Gezeichnet in Skizzen und Spuren
Durch die erlebte Negativität gezeichnet, entpuppt sich die heutige Zeit mit diversen Traumata gekennzeichnet.
I. Die Gestalt in Kunst und Therapie
Ein Wort mit doppeltem Gesicht:
Zuerst trifft es das Sonnenlicht
als Kunstwerk, Skizze oder Bild,
wo Stift auf Leinwand Formen stillt.
Hier ist „gezeichnet“ nur Gestalt,
ein Strich, der auf dem Blatt verhallt.
Doch auch der Mensch in Therapie,
in Sport und in der Ergonomie,
wird zur Figur, die sich bewegt,
wenn Körper sich und Seele regt.
Hier ist das Zeichnen kein Papier,
sondern ein Arbeitsakt am vitalen „Wir“.
II. Das Schicksal als Prägung
Doch wechselt man den Sinn und Ort,
wird „gezeichnet“ schnell zum schweren Wort.
Man sieht dem Menschen etwas an,
was er allein nicht tragen kann.
Vom Schicksal arg gebeutelt sein,
gräbt tief sich in die Züge ein.
Ob „Pechvogel“ im kleinen Kreis,
der stolpert auf dem glatten Eis,
oder als „Traumatisiert" bleibt schwer,
wo innen alles scheint ganz leer.
Als „Betroffene“ neutral benannt,
wird oft das Leid nicht voll erkannt.
Der Fatalist ergibt sich stumm,
dreht sich im Schicksalsrad herum,
der Pessimist sieht schwarz voraus,
und macht das Glück sich gar zum Graus.
III. Der Vergleich - Vorsicht vs. Last
Hier gilt es, fein zu unterscheiden,
wie Menschen an Erfahrung leiden.
Das „gebrannte Kind“ scheut nur die Glut,
weil es nun weiß: Das ist nicht gut.
Es ist belehrbar aus den Fehlern und stets auf der Hut,
Vorsicht dämpft den Überschuss an Übermut.

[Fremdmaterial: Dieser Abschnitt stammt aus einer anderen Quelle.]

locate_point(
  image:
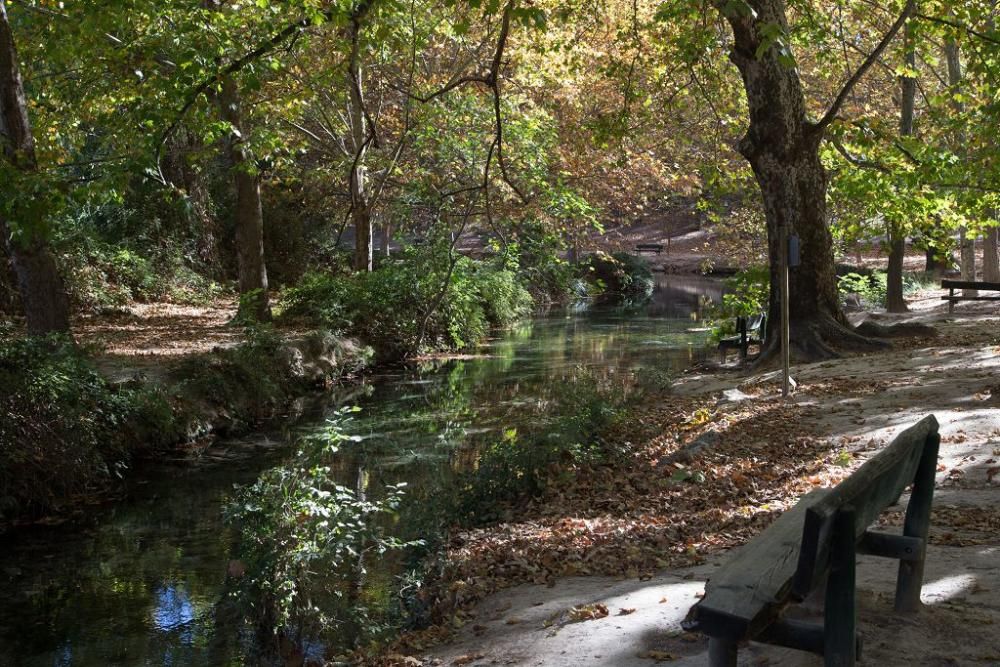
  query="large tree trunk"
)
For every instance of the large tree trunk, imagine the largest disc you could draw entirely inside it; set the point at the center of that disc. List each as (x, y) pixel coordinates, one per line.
(361, 207)
(894, 301)
(43, 294)
(254, 302)
(991, 257)
(966, 243)
(782, 146)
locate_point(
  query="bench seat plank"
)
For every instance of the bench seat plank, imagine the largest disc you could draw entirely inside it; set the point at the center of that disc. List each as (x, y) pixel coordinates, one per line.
(870, 489)
(748, 592)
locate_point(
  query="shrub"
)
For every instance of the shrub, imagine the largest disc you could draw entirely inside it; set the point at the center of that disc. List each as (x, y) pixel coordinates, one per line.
(304, 541)
(871, 289)
(621, 276)
(746, 295)
(403, 308)
(520, 465)
(64, 429)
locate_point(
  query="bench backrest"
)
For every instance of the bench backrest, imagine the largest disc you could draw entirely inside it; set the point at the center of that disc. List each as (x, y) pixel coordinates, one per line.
(870, 489)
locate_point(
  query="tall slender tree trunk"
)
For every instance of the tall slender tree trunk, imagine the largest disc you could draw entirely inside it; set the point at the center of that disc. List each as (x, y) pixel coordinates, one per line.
(894, 301)
(966, 243)
(991, 256)
(254, 300)
(43, 294)
(361, 213)
(782, 146)
(386, 238)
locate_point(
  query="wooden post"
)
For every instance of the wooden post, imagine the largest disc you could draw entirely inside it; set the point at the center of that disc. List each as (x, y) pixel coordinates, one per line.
(917, 524)
(744, 344)
(785, 317)
(840, 612)
(721, 652)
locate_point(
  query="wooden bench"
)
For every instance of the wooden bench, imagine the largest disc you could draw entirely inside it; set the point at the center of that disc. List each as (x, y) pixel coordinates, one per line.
(816, 542)
(649, 247)
(952, 285)
(748, 332)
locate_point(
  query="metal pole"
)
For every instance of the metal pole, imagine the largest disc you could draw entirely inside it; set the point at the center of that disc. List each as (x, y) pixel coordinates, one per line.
(785, 384)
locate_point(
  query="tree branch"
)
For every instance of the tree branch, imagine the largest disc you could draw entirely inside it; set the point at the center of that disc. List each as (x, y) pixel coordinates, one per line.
(845, 92)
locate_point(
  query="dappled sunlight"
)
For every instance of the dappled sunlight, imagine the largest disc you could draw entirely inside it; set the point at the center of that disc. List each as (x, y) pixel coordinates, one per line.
(947, 588)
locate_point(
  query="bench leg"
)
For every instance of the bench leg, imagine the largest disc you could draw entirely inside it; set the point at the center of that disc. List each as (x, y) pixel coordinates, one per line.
(917, 524)
(840, 610)
(721, 652)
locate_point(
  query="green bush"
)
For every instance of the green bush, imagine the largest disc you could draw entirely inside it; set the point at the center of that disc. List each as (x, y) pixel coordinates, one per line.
(243, 380)
(521, 464)
(403, 308)
(621, 276)
(871, 288)
(746, 295)
(304, 542)
(64, 429)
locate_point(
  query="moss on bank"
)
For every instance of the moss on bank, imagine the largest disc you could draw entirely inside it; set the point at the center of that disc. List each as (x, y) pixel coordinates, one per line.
(68, 433)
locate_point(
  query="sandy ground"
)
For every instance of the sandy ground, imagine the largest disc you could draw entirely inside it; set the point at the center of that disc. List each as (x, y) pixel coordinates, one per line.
(953, 376)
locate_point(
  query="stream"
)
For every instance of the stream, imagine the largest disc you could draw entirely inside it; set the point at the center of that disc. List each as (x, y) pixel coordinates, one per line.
(139, 582)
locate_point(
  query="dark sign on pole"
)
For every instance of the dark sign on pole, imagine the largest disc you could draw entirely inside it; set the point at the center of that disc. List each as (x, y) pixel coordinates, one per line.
(794, 255)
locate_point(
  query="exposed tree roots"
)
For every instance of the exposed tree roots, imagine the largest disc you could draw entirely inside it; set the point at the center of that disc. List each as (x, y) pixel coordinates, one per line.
(817, 339)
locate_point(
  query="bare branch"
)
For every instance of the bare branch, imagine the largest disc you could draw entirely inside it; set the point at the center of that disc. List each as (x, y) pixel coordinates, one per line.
(845, 92)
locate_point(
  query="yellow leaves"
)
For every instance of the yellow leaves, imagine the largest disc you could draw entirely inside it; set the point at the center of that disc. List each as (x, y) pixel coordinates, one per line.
(658, 656)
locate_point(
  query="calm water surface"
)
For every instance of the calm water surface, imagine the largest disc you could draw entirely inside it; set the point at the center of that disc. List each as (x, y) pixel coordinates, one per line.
(141, 582)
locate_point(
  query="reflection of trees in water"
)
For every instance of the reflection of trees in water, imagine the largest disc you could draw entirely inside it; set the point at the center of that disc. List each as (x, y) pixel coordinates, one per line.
(146, 584)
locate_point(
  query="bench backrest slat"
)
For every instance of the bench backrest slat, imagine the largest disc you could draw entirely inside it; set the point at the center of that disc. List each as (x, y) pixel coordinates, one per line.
(969, 284)
(870, 489)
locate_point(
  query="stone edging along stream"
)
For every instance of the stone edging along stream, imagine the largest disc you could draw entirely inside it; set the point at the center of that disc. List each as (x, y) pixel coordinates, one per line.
(187, 403)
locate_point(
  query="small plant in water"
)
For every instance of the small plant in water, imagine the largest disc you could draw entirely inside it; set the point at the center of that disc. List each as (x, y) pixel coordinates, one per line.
(304, 540)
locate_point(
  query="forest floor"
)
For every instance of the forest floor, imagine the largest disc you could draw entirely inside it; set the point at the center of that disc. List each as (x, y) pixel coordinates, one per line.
(650, 542)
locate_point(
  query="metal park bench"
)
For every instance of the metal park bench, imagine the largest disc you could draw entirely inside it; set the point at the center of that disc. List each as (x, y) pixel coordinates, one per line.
(952, 285)
(748, 332)
(817, 541)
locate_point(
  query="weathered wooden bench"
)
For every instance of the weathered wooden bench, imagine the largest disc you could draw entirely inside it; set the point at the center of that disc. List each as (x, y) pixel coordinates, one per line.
(816, 542)
(748, 332)
(952, 285)
(649, 247)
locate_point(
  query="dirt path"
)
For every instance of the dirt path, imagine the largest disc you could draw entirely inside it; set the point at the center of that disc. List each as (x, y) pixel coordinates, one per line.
(857, 404)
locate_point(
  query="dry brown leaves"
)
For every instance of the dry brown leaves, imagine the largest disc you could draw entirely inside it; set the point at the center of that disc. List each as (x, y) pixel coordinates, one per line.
(631, 519)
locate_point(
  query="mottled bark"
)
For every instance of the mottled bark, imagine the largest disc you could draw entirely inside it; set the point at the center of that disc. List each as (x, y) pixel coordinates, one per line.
(254, 300)
(966, 243)
(43, 294)
(782, 146)
(386, 238)
(894, 301)
(991, 257)
(361, 207)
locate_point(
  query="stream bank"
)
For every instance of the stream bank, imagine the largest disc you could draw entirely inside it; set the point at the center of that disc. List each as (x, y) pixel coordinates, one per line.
(144, 580)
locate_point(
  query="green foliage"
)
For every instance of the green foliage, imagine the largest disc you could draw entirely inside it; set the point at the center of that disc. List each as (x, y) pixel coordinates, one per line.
(304, 542)
(621, 276)
(747, 292)
(393, 306)
(245, 379)
(64, 429)
(520, 465)
(871, 289)
(746, 295)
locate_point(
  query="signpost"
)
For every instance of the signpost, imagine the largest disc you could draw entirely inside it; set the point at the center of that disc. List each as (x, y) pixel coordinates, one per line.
(790, 257)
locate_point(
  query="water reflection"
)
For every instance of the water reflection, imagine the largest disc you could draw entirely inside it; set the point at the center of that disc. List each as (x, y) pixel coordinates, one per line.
(142, 583)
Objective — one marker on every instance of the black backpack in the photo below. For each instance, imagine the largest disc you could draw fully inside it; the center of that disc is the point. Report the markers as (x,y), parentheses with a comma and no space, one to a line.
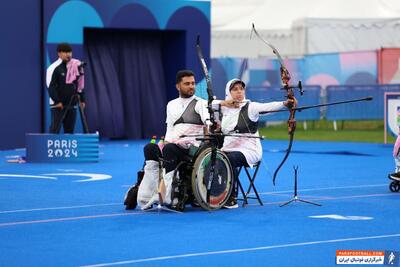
(130,200)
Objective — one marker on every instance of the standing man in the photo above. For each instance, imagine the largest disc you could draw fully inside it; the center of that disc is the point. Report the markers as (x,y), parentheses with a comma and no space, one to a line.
(64,80)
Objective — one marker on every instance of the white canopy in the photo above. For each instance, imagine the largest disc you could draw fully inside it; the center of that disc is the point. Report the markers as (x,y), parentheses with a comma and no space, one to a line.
(303,26)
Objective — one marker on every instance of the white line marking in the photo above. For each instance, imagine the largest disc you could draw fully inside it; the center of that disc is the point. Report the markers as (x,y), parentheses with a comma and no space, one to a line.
(115,204)
(60,208)
(92,176)
(27,176)
(68,219)
(239,250)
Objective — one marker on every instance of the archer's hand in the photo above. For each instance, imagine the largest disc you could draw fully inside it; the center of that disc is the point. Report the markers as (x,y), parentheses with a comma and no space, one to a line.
(291,102)
(230,103)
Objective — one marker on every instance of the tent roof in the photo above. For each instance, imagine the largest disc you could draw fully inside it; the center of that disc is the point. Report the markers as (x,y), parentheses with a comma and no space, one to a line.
(281,14)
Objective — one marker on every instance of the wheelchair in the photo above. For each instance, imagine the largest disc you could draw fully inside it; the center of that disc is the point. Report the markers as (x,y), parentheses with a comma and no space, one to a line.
(192,177)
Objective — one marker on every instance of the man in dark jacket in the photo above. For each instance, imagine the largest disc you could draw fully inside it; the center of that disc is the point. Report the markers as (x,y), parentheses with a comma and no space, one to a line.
(61,93)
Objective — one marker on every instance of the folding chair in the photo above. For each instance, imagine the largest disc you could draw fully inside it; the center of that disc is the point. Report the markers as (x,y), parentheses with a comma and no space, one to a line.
(251,184)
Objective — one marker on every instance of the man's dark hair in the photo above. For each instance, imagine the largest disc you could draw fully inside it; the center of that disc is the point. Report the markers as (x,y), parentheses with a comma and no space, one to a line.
(183,73)
(64,47)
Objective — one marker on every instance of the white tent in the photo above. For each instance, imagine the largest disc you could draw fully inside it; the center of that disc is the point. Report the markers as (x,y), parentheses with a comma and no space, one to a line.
(303,26)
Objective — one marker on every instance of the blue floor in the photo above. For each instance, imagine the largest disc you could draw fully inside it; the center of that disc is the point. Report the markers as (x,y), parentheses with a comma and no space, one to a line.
(54,215)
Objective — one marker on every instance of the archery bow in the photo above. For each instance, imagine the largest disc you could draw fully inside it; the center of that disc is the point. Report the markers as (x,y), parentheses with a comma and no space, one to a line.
(212,117)
(210,93)
(285,77)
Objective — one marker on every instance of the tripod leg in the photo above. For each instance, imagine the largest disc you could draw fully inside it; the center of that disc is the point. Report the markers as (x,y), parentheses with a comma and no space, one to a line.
(290,201)
(309,202)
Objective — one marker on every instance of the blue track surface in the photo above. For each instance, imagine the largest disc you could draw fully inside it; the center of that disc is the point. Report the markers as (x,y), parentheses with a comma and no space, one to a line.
(63,221)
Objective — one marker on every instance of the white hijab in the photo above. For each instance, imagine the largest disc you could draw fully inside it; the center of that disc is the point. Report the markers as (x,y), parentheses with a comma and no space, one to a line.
(230,115)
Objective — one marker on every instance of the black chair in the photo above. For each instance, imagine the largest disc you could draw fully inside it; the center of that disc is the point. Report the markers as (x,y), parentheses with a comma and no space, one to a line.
(251,178)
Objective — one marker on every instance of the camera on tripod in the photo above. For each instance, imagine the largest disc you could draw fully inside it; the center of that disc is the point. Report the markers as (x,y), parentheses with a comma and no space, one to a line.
(81,67)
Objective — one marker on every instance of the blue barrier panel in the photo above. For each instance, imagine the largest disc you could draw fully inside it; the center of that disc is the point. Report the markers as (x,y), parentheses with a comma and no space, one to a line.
(371,110)
(62,147)
(268,94)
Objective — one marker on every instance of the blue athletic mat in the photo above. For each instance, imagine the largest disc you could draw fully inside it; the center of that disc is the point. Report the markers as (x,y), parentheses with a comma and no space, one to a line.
(72,214)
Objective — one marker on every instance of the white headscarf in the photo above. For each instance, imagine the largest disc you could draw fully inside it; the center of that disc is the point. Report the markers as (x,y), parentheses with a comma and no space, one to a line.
(228,87)
(231,115)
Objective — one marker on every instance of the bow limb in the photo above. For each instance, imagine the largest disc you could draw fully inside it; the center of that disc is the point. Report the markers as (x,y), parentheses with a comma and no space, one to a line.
(285,78)
(210,93)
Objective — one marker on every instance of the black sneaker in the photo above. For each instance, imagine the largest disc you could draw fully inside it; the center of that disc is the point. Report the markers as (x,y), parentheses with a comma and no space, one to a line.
(231,204)
(395,176)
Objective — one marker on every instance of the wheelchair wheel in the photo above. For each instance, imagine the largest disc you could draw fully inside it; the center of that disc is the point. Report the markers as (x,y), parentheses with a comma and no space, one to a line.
(222,183)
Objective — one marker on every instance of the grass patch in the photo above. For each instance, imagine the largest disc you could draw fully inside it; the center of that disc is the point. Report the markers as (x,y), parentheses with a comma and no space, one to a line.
(347,131)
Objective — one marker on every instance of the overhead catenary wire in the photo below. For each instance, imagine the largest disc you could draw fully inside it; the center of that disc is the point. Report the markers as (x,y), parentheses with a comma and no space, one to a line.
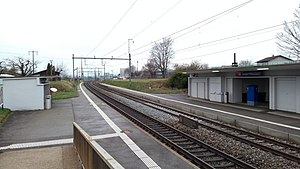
(122,17)
(226,39)
(210,19)
(144,29)
(230,49)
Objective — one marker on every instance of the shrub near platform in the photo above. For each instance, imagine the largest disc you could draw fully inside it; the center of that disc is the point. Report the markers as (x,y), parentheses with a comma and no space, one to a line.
(65,89)
(157,86)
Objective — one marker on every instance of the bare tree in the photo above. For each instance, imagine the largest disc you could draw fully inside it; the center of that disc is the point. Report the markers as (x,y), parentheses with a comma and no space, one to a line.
(195,65)
(126,71)
(61,69)
(161,54)
(289,40)
(150,67)
(20,66)
(245,63)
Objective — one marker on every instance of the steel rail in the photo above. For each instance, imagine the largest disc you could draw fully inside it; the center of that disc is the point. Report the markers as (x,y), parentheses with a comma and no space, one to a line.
(242,136)
(181,142)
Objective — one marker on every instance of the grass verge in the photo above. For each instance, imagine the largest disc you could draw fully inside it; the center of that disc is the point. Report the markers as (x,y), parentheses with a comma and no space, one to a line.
(65,89)
(154,86)
(4,113)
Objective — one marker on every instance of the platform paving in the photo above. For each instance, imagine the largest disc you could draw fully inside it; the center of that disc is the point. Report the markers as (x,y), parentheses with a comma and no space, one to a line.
(123,153)
(262,114)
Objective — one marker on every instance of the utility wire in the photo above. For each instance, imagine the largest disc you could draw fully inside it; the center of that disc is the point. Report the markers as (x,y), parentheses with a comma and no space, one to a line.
(203,21)
(123,16)
(144,29)
(223,40)
(243,46)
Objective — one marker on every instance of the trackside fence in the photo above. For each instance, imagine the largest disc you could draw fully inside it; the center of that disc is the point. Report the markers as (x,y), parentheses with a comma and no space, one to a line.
(91,154)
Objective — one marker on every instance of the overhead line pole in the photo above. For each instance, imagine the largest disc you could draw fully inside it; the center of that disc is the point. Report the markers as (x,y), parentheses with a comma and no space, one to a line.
(129,60)
(32,59)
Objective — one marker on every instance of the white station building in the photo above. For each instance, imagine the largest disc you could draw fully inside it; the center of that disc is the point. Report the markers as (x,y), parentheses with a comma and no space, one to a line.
(270,83)
(25,93)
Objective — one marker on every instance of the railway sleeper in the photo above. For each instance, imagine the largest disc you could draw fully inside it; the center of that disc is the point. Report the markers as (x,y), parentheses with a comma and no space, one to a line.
(197,150)
(224,165)
(188,143)
(169,135)
(180,139)
(172,137)
(191,147)
(205,155)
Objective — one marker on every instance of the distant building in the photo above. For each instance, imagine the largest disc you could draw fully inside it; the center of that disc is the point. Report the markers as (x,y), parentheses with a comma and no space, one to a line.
(274,60)
(122,72)
(46,73)
(25,93)
(274,85)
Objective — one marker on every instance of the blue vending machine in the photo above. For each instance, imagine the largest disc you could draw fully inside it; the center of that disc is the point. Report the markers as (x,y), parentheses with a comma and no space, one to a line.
(252,95)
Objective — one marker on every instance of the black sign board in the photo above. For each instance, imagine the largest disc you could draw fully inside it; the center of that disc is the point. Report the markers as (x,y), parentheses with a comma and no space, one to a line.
(249,73)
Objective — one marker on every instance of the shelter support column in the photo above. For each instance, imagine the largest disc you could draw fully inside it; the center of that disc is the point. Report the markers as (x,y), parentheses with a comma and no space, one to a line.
(272,93)
(297,94)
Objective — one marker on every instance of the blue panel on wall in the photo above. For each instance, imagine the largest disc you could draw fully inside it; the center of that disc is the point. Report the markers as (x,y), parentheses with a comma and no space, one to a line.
(252,93)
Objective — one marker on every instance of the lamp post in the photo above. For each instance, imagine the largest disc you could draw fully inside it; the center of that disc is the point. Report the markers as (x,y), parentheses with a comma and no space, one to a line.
(129,60)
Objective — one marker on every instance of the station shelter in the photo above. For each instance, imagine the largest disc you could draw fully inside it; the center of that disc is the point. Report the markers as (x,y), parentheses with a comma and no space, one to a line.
(25,93)
(275,86)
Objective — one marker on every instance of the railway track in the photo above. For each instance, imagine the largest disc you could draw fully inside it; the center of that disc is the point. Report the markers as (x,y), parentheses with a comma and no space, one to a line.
(200,153)
(273,146)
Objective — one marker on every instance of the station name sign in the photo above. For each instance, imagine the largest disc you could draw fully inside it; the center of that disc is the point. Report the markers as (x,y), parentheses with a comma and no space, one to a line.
(249,73)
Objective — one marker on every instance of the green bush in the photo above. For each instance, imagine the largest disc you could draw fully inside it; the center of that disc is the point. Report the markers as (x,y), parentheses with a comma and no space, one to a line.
(178,80)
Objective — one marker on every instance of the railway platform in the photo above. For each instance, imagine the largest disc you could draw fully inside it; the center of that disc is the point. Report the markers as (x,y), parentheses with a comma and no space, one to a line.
(285,125)
(126,143)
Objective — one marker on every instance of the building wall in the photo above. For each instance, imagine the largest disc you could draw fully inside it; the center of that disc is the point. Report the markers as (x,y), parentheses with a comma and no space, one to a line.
(23,94)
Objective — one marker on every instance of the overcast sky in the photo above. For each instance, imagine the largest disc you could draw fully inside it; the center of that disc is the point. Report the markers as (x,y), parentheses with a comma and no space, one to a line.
(59,28)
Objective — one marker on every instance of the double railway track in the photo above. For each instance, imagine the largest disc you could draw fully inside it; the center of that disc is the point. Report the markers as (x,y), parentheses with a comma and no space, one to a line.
(200,153)
(267,144)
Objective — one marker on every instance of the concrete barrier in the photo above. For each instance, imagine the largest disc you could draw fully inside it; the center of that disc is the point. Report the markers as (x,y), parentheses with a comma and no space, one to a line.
(247,125)
(91,154)
(273,132)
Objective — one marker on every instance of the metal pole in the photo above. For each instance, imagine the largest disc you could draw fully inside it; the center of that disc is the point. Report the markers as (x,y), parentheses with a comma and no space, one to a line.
(32,59)
(81,70)
(73,67)
(129,60)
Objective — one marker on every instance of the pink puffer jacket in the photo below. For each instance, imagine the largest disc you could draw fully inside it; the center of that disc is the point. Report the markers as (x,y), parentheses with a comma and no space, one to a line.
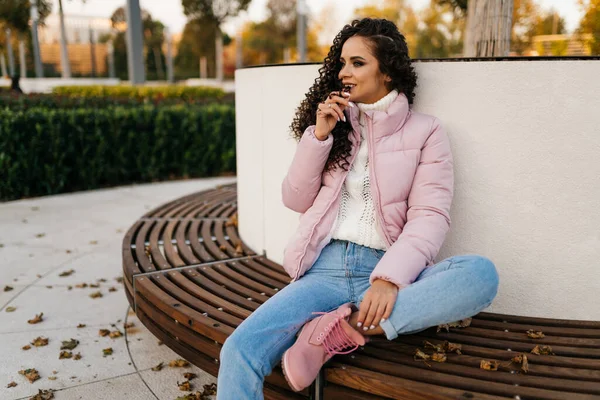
(412,184)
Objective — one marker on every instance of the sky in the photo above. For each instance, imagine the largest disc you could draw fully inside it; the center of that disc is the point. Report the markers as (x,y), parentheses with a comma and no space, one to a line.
(170,12)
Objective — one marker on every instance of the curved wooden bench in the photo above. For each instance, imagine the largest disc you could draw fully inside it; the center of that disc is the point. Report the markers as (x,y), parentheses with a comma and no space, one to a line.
(192,281)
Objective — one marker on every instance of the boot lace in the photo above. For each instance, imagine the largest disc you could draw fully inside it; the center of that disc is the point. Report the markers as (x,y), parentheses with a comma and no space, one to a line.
(335,339)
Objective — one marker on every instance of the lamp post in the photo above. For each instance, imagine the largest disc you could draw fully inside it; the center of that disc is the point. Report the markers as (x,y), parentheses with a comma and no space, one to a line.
(39,71)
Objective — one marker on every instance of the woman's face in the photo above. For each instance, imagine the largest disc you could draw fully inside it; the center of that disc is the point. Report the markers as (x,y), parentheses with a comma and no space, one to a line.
(361,69)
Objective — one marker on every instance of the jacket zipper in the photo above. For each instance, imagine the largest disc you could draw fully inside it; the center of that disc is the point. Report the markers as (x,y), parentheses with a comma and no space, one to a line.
(375,189)
(337,192)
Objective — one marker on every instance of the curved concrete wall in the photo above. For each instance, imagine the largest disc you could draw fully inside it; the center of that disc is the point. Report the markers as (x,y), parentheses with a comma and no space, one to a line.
(526,142)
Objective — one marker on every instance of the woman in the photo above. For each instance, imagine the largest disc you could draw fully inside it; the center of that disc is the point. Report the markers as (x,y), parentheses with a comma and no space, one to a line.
(374,182)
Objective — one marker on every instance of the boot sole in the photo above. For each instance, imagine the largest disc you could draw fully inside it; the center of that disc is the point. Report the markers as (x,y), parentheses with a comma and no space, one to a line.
(285,374)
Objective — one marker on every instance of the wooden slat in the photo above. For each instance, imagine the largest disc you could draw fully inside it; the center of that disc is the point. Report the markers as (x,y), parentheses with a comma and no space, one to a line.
(193,310)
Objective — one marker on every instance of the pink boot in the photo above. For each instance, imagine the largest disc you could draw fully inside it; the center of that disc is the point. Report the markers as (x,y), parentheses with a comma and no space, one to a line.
(317,342)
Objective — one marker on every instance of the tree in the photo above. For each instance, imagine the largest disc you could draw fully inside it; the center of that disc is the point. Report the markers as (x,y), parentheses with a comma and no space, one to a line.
(153,31)
(15,13)
(215,12)
(590,24)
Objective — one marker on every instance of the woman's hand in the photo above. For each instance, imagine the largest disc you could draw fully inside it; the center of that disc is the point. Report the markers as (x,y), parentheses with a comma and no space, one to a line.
(378,303)
(330,112)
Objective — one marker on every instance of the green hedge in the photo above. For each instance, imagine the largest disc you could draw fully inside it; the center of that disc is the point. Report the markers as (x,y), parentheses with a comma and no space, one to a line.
(45,152)
(186,93)
(18,102)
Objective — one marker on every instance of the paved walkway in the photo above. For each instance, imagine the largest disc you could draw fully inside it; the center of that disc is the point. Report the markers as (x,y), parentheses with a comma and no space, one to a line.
(79,235)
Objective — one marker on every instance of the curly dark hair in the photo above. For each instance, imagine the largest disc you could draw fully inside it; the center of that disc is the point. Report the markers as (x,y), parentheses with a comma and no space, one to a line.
(394,61)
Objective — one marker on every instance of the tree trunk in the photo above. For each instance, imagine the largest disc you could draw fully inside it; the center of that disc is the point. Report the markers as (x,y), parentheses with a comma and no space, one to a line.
(64,54)
(488,28)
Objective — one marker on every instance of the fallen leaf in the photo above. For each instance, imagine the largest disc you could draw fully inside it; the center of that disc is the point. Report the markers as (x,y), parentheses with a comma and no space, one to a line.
(452,347)
(38,318)
(542,350)
(535,334)
(437,347)
(178,363)
(233,221)
(40,341)
(522,359)
(115,334)
(158,366)
(43,395)
(489,365)
(31,374)
(239,249)
(185,386)
(69,344)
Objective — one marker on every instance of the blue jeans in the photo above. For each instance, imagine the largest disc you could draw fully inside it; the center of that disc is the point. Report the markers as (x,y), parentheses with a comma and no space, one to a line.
(453,289)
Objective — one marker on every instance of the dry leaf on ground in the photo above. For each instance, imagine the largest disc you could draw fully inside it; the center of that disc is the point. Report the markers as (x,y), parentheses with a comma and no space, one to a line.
(115,334)
(522,359)
(178,363)
(40,341)
(185,386)
(31,374)
(535,334)
(158,367)
(489,365)
(43,395)
(38,318)
(69,344)
(542,350)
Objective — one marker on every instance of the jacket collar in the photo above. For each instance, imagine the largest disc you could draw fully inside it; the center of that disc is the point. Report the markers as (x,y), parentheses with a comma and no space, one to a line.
(384,122)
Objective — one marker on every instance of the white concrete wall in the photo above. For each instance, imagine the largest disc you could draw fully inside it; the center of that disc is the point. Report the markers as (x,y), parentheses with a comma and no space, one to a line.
(526,141)
(45,85)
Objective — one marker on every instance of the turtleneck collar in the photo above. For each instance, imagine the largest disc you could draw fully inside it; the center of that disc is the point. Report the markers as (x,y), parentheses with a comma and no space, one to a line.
(381,104)
(388,115)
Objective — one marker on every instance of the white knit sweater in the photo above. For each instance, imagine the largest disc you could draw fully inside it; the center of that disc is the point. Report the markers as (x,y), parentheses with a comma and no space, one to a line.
(355,221)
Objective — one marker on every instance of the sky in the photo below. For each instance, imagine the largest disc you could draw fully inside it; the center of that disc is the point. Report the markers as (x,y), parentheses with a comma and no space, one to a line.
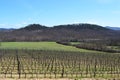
(20,13)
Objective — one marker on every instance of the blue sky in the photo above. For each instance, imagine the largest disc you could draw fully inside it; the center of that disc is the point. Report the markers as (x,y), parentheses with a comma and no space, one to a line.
(19,13)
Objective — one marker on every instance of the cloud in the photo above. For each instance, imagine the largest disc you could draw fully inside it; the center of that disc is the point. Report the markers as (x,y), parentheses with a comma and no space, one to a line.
(106,1)
(116,12)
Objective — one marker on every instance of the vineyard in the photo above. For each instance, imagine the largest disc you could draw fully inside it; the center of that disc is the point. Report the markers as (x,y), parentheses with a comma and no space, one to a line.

Wer beim Kauf betrogen war,
sieht überall nun die Gefahr.
Es ist ein Schutz, ein kluges Meiden,
um neuen Schmerz nicht zu erleiden.
Die „gezeichnete Person“ indes,
trägt schwerer noch am Stress.
Hier geht es nicht um bloße Lehre,
hier drückt des Lebens ganze Schwere.
Die Melancholie hat Raum genommen,
die Lebensfreude ist verschwommen.
Nicht Vorsicht ist hier das Signal,
sondern Erschöpfung, tief und fahl.
Der Charakter selbst hat sich gewandelt,
weil das Schicksal hart gehandelt.
IV. Der Ausblick: Resilienz
Doch auch im Dunkeln liegt ein Kern,
manch einer greift nach einem Stern.
Resilient ist, wer trotz allem steht
und gestärkt aus Stürmen geht.
Wer Kraft aus Widerständen saugt,
und an die eigne Stärke glaubt.
Und ist die Last zu schwer zum Tragen,
darf man nach Unterstützung fragen.
Ob Seelsorge oder Rat im Amt,
damit das Leben nicht verdammt.
So bleibt „gezeichnet“ nicht das Ende,
sondern vielleicht die Lebenswende.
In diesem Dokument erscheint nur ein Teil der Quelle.